Laure Manaudou, la terrible maladie

Alors qu’elle participe à Danse
avec les stars depuis le mois dernier, Laure Manaudou a révélé
avoir été doublement malade à son retour du Népal, à l’automne
dernier.
Laure Manaudou a des semaines chargées depuis le début de
l’année. La faute en premier à sa participation à Danse avec les
Stars, qui l’oblige à de nombreuses répétitions, que ce soit sur le
Bassin d’Arcachon, où elle réside, ou à Paris, qu’elle rejoint
chaque fin de semaine pour le prime de l’émission.
Mais depuis dix jours, Laure Manaudou s’en lancée dans un
nouveau challenge: participer à son premier marathon. L’ancienne
nageuse doit ainsi courir en avril prochain le marathon de Paris
aux côtés de son grand frère Nicolas et multiplie donc les séances
d’entraînement.
La championne olympique à Athènes aurait déjà dû prendre part au
marathon de Valence en décembre dernier. Mais c’était sans compter
sur un mauvais souvenir ramené d’un trek au Népal au début de
l’automne. « J’ai fait pas mal d’analyses et en fait
j’ai l’hépatite E, que j’ai attrapée au Népal et qui m’oblige à
rester tranquille et à reposer mon corps », avait-elle
expliqué au moment d’attaquer la dernière ligne droite de sa
préparation.
La dengue en plus de l’hépatite E
« Mon cœur me dit d’y aller, mais mon corps me dit
non », avait-elle ajouté au moment d’annoncer son
renoncement après avoir manqué deux nouvelles semaines de
préparation : « C’était pour faire du
kilométrage, chose que je n’ai pas pu faire.

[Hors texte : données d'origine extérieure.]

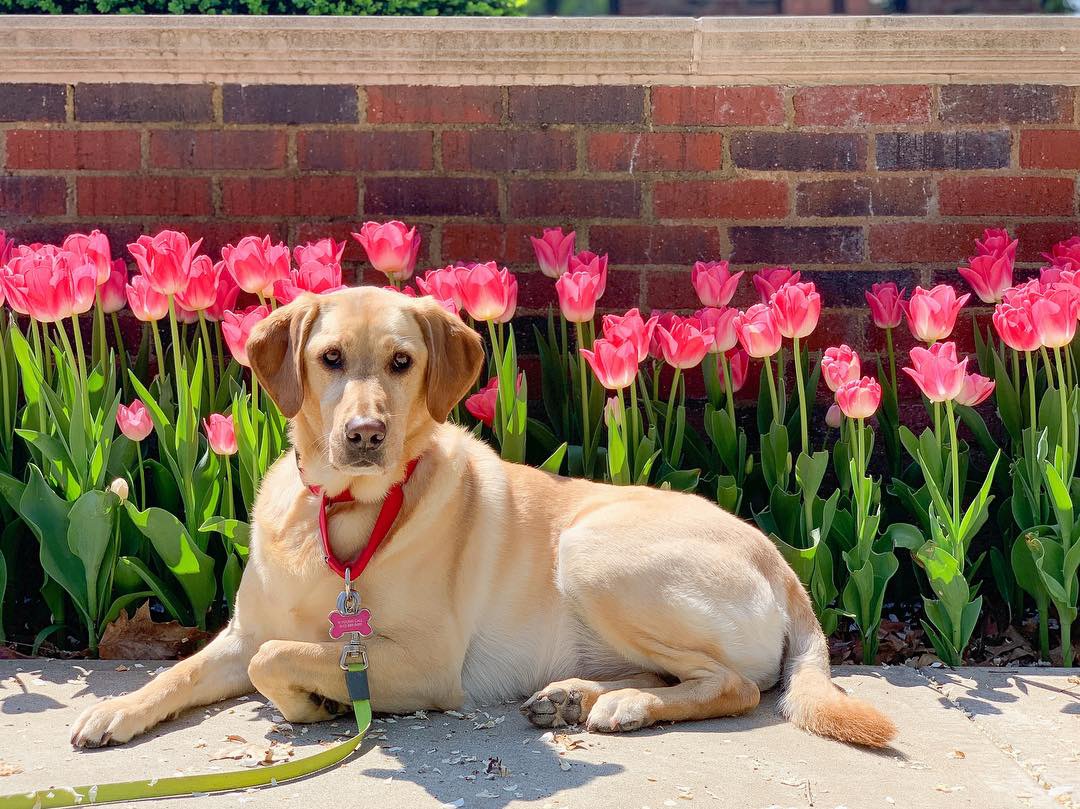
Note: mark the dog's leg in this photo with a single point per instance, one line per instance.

Donc, j’ai le regret
de dire que mon corps ne sera pas capable de courir 42
kilomètres. » A raison puisque Laure Manaudou a expliqué
sur les réseaux sociaux ne pas avoir ramené que l’hépatite E de son
trek à travers le Langtang.
« J’ai ramené de ce voyage une belle hépatite E et la
dengue en supplément, a-t-elle ainsi confié dans un échange
avec ses abonnés. J’ai mis deux mois à m’en
remettre. » De quoi l’empêcher de prendre des cours de
danse en préparation de Danse avec les Stars.
Transmise par les moustiques, la dengue est une maladie virale
qui sévit habituellement dans les régions tropicales et
subtropicales mais progresse de manière très importante ces
dernières années. Au point d’être devenue une maladie
« ré-émergente » selon l’institut pasteur. Plus de cinq
millions de cas avaient été déclarés en 2019.